La presentazione sarà trasmessa in diretta streaming sulla pagina Facebook diocesi Assisi-Nocera-Gualdo.

Assisi – Istituto il premio internazionale Francesco di Assisi e Carlo per un’economia della fraternità

Si chiamerà “Francesco di Assisi e Carlo Acutis per una economia della fraternità” il premio internazionale annunciato dal vescovo di Assisi – Nocera Umbra – Gualdo Tadino, monsignor Domenico Sorrentino, giovedì 8 ottobre nel Santuario della Spogliazione, in occasione della presentazione del libro della giornalista Mediaset, Safiria Leccese, dal titolo: “La ricchezza del bene”, al quale sono intervenuti alcuni degli imprenditori raccontati nel volume. Il premio, il cui statuto verrà firmato dal vescovo nel giorno della Beatificazione di Carlo Acutis che si terrà sabato 10 ottobre alla ore 16,30 nella Basilica superiore di San Francesco, nasce per promuovere un rinnovamento dell’economia all’insegna dell’universale fraternità di tutti gli esseri umani, a partire dalla condizione e dagli interessi dei più umili e disagiati. Il premio è specificamente finalizzato ad incoraggiare quei processi economici “dal basso”, in cui persone con scarse possibilità economiche, in qualunque parte del mondo, ma specie nelle regioni più povere, si mettono insieme intorno a valide idee progettuali, contando soprattutto sul “capitale della fraternità”.

Il vescovo nell’illustrare l’iniziativa ha sottolineato che si tratta di “una carità generativa.

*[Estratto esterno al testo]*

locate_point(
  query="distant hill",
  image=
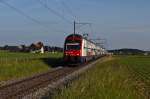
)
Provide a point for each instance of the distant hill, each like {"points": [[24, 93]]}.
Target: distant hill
{"points": [[127, 51]]}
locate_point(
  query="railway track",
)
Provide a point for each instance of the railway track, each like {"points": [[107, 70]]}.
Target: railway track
{"points": [[19, 89]]}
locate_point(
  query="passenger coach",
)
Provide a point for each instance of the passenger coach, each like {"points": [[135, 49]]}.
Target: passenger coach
{"points": [[78, 49]]}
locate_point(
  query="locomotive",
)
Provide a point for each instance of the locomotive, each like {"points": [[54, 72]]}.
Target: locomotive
{"points": [[78, 49]]}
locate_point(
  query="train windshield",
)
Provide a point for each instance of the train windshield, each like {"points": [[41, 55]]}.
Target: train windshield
{"points": [[75, 46]]}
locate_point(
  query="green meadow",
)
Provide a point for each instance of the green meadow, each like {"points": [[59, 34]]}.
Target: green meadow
{"points": [[14, 65], [117, 77]]}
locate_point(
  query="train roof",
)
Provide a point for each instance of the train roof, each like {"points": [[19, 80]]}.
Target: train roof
{"points": [[80, 36], [76, 35]]}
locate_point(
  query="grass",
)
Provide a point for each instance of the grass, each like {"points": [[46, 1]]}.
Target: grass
{"points": [[15, 65], [116, 78]]}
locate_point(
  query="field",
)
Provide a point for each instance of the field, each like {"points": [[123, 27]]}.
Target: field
{"points": [[118, 77], [15, 65]]}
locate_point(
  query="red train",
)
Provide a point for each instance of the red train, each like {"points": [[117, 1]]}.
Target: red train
{"points": [[78, 49]]}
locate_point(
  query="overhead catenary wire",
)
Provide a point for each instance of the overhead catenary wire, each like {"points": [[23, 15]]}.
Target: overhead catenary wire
{"points": [[67, 8], [27, 16], [22, 13], [54, 12]]}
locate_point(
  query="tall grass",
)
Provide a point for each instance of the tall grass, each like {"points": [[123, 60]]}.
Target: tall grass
{"points": [[107, 80], [14, 65]]}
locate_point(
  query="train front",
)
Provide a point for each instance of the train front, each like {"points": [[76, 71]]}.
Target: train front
{"points": [[73, 48]]}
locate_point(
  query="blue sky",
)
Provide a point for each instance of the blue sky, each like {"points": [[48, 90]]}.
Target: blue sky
{"points": [[124, 23]]}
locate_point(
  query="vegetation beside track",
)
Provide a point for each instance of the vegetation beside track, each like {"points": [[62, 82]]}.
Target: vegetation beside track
{"points": [[122, 77], [15, 65]]}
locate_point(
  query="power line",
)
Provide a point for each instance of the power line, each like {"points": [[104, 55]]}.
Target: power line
{"points": [[53, 11], [21, 12], [27, 16]]}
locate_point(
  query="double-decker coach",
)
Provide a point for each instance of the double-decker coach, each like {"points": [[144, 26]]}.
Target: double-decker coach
{"points": [[78, 49]]}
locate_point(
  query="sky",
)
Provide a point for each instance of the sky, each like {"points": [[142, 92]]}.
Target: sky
{"points": [[123, 23]]}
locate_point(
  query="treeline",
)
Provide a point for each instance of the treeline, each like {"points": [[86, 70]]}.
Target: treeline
{"points": [[128, 51], [23, 48]]}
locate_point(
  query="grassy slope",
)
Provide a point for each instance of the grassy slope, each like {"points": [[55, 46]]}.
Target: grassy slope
{"points": [[110, 80], [15, 65]]}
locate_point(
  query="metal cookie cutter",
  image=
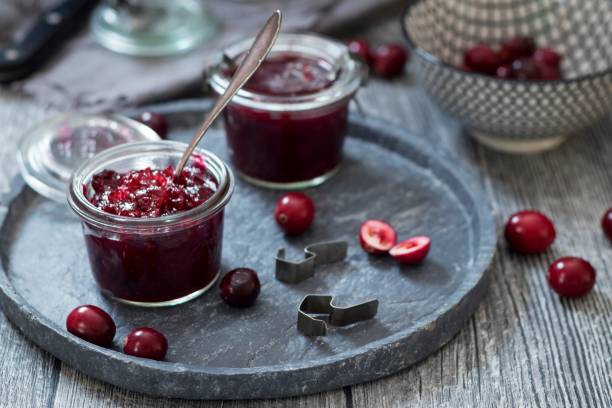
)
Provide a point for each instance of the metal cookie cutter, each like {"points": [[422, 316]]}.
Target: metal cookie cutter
{"points": [[315, 254], [338, 316]]}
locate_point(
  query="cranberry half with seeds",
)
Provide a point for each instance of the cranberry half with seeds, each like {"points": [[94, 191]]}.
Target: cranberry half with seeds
{"points": [[571, 276], [146, 342], [294, 212], [91, 324], [530, 232], [411, 251], [377, 237], [240, 287]]}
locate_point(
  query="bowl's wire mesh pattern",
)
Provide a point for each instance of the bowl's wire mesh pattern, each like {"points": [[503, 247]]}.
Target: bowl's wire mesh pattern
{"points": [[580, 29]]}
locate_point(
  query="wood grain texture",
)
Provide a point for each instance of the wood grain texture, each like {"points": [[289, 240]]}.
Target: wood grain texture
{"points": [[525, 347]]}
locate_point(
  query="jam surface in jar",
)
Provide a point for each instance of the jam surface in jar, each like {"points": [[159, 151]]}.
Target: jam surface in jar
{"points": [[151, 193], [291, 75]]}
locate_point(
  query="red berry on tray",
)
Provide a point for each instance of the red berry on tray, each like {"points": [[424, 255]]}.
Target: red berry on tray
{"points": [[516, 48], [377, 237], [361, 48], [606, 223], [505, 72], [389, 60], [146, 342], [547, 56], [571, 276], [240, 287], [530, 232], [526, 69], [482, 58], [156, 122], [92, 324], [294, 212], [411, 251]]}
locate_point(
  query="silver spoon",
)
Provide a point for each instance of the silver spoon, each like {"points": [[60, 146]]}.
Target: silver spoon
{"points": [[259, 50]]}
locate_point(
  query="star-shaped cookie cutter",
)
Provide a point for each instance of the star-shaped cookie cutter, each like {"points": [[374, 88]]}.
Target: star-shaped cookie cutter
{"points": [[315, 255], [338, 316]]}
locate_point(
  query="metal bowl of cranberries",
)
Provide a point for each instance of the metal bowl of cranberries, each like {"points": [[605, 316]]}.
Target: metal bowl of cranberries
{"points": [[521, 76]]}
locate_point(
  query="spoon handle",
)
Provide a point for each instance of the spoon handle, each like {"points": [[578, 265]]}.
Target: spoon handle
{"points": [[257, 53]]}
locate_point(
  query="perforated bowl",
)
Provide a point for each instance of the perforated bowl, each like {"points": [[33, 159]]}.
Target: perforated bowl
{"points": [[509, 115]]}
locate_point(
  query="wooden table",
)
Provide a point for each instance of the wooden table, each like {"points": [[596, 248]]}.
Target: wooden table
{"points": [[524, 347]]}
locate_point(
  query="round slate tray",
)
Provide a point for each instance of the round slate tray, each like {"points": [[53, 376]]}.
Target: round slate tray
{"points": [[217, 352]]}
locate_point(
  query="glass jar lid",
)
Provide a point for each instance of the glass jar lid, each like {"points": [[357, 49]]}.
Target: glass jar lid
{"points": [[349, 73], [49, 153]]}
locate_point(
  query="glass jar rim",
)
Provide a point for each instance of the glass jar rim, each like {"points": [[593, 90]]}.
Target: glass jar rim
{"points": [[93, 215], [352, 73]]}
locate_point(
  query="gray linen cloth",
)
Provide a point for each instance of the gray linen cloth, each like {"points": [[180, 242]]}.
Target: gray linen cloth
{"points": [[86, 76]]}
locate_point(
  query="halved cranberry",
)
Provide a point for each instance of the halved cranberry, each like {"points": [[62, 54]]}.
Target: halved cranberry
{"points": [[530, 232], [547, 56], [411, 251], [526, 69], [92, 324], [516, 48], [389, 60], [571, 276], [362, 49], [606, 223], [240, 287], [377, 237], [156, 122], [294, 212], [482, 58], [146, 342]]}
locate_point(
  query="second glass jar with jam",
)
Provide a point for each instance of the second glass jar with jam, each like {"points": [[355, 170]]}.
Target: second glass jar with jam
{"points": [[286, 127]]}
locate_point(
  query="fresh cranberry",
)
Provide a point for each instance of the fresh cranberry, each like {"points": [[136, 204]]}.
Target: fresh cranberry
{"points": [[361, 48], [377, 237], [530, 232], [516, 48], [505, 72], [548, 57], [482, 58], [156, 122], [146, 342], [240, 287], [571, 276], [411, 251], [91, 324], [294, 212], [389, 60], [526, 69], [606, 223], [549, 73]]}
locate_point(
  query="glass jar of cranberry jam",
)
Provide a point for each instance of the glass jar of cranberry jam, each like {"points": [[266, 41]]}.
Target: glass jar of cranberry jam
{"points": [[286, 127], [152, 240]]}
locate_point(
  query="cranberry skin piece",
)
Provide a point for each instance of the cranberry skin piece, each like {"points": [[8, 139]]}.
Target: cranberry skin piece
{"points": [[240, 287], [505, 72], [377, 237], [516, 48], [526, 69], [294, 212], [362, 49], [92, 324], [548, 57], [571, 276], [606, 223], [389, 60], [156, 122], [411, 251], [530, 232], [483, 59], [146, 342]]}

Il premio sarà di carattere simbolico, educativo e avrà anche dei momenti addirittura scientifici perché vogliamo riflettere su quello che succede nel mondo, vogliamo capire i dinamismi, vogliamo andare anche nella direzione di percorsi che ci aiutino a fare un mondo più bello a tutti i livelli”. Durante l’incontro sono state raccontate dal vivo tante storie imprenditoriali di bene. “Storie di lavoro – ha spiegato Safiria Leccese – di persone che hanno pensato di poter generare delle imprese, delle aziende non facendo profitti, ma facendo del lavoro la realizzazione, mettendo al centro la persona”. Sono intervenuti alcuni degli imprenditori narrati nel testo in particolare Giorgio Campagnolo della Fratelli Campagnolo Marchio CMP Niccolò Branca della Fernet-Branca, Paola Guerrieri La Mediterranea Srl, Giuliano Maffei della Fondazione Stella Maris. Per la prima volta è intervenuto anche il papà di Carlo, Andrea Acutis che ha sottolineato “la scelta di coerenza fatta da San Francesco con la spogliazione. Questa coerenza totale è ovviamente un atto eroico, ma è un atto che genera una semplicità, un’unicità, una forza che è quella che ha poi creato San Francesco che è unica. Carlo anche lui, è ovviamente un po’ difficile paragonarlo a San Francesco, ma non era diviso in se stesso”.